|M.Sc Student||Yudin Eric|
|Subject||Improving Facial Expression Analysis via Intrinsic|
Normalization of Surfaces
|Department||Department of Computer Science||Supervisors||Professor Ron Kimmel|
|Professor Eran Yahav|
|Full Thesis text|
When comparing two or more sets of data it is prudent to first normalize them. This process typically involves subtracting the mean from each example and dividing by its standard deviation or variance. Such a practice brings all data examples to similar scale and range, and can also serve to reduce dimensionality. Further, if all data examples truly represent a single class, normalization can reduce their variability, without sacrificing variance between classes.

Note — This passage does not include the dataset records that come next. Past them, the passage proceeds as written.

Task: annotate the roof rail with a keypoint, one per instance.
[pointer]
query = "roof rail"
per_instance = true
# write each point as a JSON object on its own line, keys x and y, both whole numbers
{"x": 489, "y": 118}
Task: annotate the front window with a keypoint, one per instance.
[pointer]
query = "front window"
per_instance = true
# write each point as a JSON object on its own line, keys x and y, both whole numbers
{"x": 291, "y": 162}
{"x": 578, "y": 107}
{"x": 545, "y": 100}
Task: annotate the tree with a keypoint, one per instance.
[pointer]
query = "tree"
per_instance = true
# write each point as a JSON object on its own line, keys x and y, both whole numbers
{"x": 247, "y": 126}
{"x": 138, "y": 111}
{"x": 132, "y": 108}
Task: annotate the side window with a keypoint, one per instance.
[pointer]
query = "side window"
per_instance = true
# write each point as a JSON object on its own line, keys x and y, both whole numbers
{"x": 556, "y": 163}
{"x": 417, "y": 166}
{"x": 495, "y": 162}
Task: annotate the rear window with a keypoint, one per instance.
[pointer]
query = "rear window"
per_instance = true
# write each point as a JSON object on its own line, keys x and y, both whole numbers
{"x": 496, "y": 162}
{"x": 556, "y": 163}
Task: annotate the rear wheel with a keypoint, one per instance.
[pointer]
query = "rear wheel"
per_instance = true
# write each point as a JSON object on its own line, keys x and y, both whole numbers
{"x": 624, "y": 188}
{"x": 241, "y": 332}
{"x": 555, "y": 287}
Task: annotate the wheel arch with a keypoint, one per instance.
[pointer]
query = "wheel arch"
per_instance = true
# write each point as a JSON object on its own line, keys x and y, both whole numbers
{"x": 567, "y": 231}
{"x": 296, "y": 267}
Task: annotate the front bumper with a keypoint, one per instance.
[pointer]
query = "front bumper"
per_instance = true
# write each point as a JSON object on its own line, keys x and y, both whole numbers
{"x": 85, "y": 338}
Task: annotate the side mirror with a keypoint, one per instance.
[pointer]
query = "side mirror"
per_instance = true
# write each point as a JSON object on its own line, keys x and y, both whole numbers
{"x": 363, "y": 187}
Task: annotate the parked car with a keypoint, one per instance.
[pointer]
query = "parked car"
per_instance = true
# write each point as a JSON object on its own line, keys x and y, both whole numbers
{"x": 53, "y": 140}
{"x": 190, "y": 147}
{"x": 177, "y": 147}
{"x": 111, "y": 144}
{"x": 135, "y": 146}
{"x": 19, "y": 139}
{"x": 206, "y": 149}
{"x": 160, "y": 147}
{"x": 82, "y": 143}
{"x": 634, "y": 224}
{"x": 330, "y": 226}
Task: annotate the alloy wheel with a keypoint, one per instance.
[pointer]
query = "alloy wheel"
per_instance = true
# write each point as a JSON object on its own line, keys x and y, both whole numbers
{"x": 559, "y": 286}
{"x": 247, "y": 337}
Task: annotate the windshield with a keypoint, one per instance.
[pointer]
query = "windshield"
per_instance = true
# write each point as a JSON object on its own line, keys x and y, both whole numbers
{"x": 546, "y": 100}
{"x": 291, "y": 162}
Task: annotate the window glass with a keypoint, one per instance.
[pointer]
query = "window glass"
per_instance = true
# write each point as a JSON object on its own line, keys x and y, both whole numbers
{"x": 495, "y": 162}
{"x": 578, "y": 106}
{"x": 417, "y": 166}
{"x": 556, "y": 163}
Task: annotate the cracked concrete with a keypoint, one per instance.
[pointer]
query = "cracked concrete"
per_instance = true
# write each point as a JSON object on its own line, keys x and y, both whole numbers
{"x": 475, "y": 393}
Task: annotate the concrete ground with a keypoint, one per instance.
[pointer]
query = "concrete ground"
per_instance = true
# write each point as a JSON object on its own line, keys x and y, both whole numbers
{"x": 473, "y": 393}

Here we employ a geometric framework to extend the concept of data normalization to the domain of functions that lie on manifolds. We pose normalization in this context as an embedding of all examples into manifolds nearly isometric to one another. Using novel geometric tools, we propose an implementation for the case of discretized functions on triangulated two-dimensional manifolds.
We apply the proposed Intrinsic Normalization technique to the task of automatic facial action unit detection. This problem has received much attention in the literature ever since Ekman and Friesen introduced the Facial Action Coding System (FACS) in an attempt to codify facial expressions via modular components called action units. By normalizing cross-subject examples to a common template face, we are able to improve the results of state-of-the-art action unit detection algorithms.